William Wordsworth
William Wordsworth, who was the second of five children born to John Wordsworth and Ann Cookson, was born in 1770 in Cockermouth in the Lake District. As a small boy his time was divided between here and Penrith before he was sent to school at Hawkshead. He also spent some time in Dorset and Somerset after Cambridge and his tours of the continent.
William and his sister Dorothy, who was born a year after him, became close friends of Samuel Taylor Coleridge and his brother-in-law, Robert Southey. They all eventually settled in the Lake District with William and Dorothy moving into Dove Cottage at Grasmere and Coleridge who lived at Greta Hall in Keswick.

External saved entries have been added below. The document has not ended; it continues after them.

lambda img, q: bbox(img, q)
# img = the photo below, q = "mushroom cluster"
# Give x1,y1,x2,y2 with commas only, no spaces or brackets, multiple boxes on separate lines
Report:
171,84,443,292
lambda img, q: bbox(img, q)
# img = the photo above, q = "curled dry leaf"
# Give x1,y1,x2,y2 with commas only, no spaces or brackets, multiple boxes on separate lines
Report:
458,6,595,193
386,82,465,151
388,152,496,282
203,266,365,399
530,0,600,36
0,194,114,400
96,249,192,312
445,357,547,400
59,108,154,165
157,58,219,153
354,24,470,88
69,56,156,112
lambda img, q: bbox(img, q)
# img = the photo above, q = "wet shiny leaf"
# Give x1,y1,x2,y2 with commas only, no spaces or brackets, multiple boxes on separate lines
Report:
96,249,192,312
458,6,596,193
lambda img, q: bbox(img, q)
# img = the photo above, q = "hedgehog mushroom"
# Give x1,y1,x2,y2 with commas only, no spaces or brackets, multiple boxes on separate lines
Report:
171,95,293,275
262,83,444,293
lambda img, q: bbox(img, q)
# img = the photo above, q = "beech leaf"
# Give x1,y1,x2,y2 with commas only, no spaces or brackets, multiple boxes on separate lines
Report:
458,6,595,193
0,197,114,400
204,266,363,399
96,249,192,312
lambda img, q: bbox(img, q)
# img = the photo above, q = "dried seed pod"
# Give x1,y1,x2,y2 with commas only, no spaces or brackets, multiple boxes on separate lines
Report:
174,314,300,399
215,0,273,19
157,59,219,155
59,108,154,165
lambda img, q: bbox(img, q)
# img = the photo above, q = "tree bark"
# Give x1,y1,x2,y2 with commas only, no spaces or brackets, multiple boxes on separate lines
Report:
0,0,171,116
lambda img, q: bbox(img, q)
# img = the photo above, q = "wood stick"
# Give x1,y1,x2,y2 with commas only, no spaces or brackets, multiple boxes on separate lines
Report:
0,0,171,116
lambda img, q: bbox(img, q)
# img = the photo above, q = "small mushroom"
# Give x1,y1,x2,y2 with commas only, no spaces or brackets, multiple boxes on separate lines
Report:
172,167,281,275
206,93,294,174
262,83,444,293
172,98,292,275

William married Mary Hutchinson, who he had known since his childhood, in 1802. It was at Dove Cottage that much of his greatest work was written. In all his work he was greatly assisted by his sister, who continued to live with him after his marriage. Dorothy’s journal is itself an example of fine descriptive writing. The family then moved in 1808 to Allan Bank in Grasmere and then to the Parsonage, where unfortunately two of his children died.
William made his final move in 1813 to Rydal Mount, near Ambleside where he spent his remaining thirty seven years, still writing, although his outlook and output changed as he aged. In 1843, at the age of seventy three, he succeeded Southey as Poet Laureate. At his death in 1850, he was buried at Grasmere, where his and other family graves may be seen.